Até pelas sínteses que fomos tentando ordenar ao longo do nosso trabalho, cremos ter comprovado que a fase realista do teatro de Jaime Gralheiro constitui um legado polifónico de influências várias, com especial incidência em marcas da tradição neo-realista e, mais particularmente, da estética brechtiana. Foi esta a razão primeira, mas não única, da nossa dissertação.

Muitas pistas curiosas de trabalho se nos foram, entretanto insinuando; não seria descabido cruzar peças de autores contemporâneos de quem Jaime Gralheiro se diz próximo (Bernardo Santareno, Luiz Francisco Rebello, Miguel Franco, Sttau Monteiro) e assinalar possíveis relações homológicas.

Interessante seria reflectir, por exemplo, sobre o lugar do texto dramático no quadro mais vasto da representação teatral e pesquisar os sinais concretos da sua recepção como espectáculo junto das plateias.

O autor sonha uma peça, escreve uma outra, os actores representam uma terceira e o público vê e ouve uma quarta é uma célebre “boutade” que, aliás, em tempos ouvimos a Jaime Gralheiro. De relance, fomo-nos apercebendo como, mesmo na urgência da escrita, o dramaturgo foi deixando em muitas peças abertura à capacidade (re)inventiva do encenador, ele próprio construtor de um outro texto a haver, de qualquer modo transfigurador do texto-proposta-suporte inicialmente escrito. Atitude de maleabilidade e disponibilidade a que não serão alheias as suas duas indissociáveis e experientes actividades: a de autor e a de encenador . Daí a epígrafe que escolhemos para esta Conclusão.

Em tão grande número de títulos hão-de evidenciar-se naturalmente defeitos e qualidades.

 Assim sendo, outras características gerais poderíamos aduzir, ainda que de relance: quase sempre estamos perante peças marcadas por um forte dinamismo e grande vivacidade; mesmo que se leiam abstraindo da arquitectura cénica que lhes estará subjacente, impelem-nos frequentemente para o movimento que as levou/levará ao palco. Se à primeira impressão alguns dos textos dão ideia de um certo desalinhamento, repescam-se neles indeléveis sugestões de leitura e interpretação, quer ao nível da sua faceta crítica e pedagógica, quer ao nível do seu pendor cómico e divertido, julgamos tê-lo demonstrado.
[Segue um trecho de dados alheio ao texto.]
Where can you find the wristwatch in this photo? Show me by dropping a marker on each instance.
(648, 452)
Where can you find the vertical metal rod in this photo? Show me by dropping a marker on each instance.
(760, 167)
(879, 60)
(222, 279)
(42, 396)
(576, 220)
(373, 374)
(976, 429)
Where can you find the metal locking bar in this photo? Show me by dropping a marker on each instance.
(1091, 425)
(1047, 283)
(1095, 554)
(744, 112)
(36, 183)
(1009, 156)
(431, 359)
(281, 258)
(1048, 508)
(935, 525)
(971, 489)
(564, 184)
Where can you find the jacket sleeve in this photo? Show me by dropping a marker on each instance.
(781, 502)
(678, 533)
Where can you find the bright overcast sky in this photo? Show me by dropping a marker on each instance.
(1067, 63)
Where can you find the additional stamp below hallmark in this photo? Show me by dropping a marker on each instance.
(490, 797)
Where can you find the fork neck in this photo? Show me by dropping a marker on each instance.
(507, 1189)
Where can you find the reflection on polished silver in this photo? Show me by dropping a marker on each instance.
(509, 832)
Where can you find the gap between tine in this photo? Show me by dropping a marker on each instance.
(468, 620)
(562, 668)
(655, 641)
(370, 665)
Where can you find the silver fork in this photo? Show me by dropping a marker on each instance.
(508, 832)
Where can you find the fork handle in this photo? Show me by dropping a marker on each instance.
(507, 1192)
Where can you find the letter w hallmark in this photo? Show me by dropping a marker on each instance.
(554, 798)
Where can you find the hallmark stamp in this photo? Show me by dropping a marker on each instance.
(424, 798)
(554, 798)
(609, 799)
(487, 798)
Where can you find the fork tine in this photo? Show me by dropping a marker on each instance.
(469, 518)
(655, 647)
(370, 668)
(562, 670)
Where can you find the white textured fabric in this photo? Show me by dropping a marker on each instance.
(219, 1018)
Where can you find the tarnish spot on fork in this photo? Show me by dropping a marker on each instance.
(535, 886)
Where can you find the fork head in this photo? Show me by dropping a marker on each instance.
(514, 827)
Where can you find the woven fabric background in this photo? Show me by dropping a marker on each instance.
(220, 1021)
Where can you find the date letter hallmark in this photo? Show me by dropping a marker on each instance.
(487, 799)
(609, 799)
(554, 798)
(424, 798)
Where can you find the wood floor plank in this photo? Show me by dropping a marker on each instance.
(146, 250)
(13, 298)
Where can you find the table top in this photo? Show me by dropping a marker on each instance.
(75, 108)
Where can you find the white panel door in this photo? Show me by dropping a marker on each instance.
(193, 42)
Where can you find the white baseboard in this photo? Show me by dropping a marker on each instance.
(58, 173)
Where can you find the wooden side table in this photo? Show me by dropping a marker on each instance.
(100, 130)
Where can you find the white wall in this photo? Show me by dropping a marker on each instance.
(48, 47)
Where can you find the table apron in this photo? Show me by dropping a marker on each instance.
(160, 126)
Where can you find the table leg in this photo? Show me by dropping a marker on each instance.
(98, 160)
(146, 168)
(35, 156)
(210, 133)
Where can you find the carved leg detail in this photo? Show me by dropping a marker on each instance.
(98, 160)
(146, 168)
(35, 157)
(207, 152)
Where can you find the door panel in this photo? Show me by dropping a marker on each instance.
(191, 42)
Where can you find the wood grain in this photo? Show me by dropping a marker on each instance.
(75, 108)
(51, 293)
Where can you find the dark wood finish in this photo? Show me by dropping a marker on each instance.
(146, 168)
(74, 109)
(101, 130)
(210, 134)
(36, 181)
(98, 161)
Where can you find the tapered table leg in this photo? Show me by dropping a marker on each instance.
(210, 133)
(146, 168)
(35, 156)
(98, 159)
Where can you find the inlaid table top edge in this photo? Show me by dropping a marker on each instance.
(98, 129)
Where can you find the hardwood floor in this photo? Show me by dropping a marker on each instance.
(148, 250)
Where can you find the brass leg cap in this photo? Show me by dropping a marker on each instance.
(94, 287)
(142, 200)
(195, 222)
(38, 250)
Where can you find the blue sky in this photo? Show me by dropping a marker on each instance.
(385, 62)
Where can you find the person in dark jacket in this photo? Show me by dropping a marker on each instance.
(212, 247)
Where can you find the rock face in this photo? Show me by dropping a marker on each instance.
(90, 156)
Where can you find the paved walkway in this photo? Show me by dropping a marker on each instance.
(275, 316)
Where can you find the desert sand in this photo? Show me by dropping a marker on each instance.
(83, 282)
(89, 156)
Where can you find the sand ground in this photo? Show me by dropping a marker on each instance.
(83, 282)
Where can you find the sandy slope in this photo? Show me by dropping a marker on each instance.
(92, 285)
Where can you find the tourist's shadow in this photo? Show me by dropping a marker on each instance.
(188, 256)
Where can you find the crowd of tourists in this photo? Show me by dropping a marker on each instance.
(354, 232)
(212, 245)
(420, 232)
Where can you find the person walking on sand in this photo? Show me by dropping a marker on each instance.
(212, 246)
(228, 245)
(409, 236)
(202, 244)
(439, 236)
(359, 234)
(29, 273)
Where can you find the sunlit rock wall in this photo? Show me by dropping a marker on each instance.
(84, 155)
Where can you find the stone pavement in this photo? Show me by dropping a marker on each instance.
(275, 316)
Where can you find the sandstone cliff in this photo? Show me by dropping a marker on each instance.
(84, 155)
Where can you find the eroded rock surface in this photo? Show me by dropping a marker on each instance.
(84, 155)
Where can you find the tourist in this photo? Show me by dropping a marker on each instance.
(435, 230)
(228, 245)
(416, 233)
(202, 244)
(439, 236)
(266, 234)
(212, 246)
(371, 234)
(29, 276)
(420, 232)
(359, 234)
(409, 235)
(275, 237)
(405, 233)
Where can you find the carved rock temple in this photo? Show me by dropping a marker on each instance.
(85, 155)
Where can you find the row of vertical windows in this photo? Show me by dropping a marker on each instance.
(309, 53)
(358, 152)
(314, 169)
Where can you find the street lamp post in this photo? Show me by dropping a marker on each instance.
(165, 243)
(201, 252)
Gralheiro é conhecido no meio teatral por alguns excessos e pela truculência que lhe é peculiar: de um modo geral, as suas peças pressupõem grande número de personagens em palco, muitas movimentações, grandes montagens, complicadas maquinarias... Tal empolgamento patenteia-se também, por vezes, na rudeza e no pitoresco dos diálogos, excessivos nalgumas situações, mas que nos marcam pela sua expressividade linguística, apesar de tudo. Textos há que poderão indiciar, inclusivamente, algum “barroquismo” estruturante (a expressão é dele próprio), algumas fracturas de construção técnica, alguma pompa de estilo, alguns sintomas de superficialidade no tratamento da mensagem que se propõem transmitir.

No seu conjunto, a obra deste particular dramaturgo merece um legítimo lugar na História do Teatro Português; essa obra vale pela singularidade da persistência do seu autor, pelos temas fulcrais que elegeu (acentuadamente nacionais mas com foros de universalidade), e pela indiscutível acção interventiva e didáctica que deles emana.

A fechar, somos impelidos a fazê-lo circularmente, como nalgumas peças que atrás abordámos, lembrando as múltiplas limitações que nos condicionaram e que deixámos expostas na Introdução.

É, pois, um estudo necessariamente circunscrito, este que aqui apresentamos.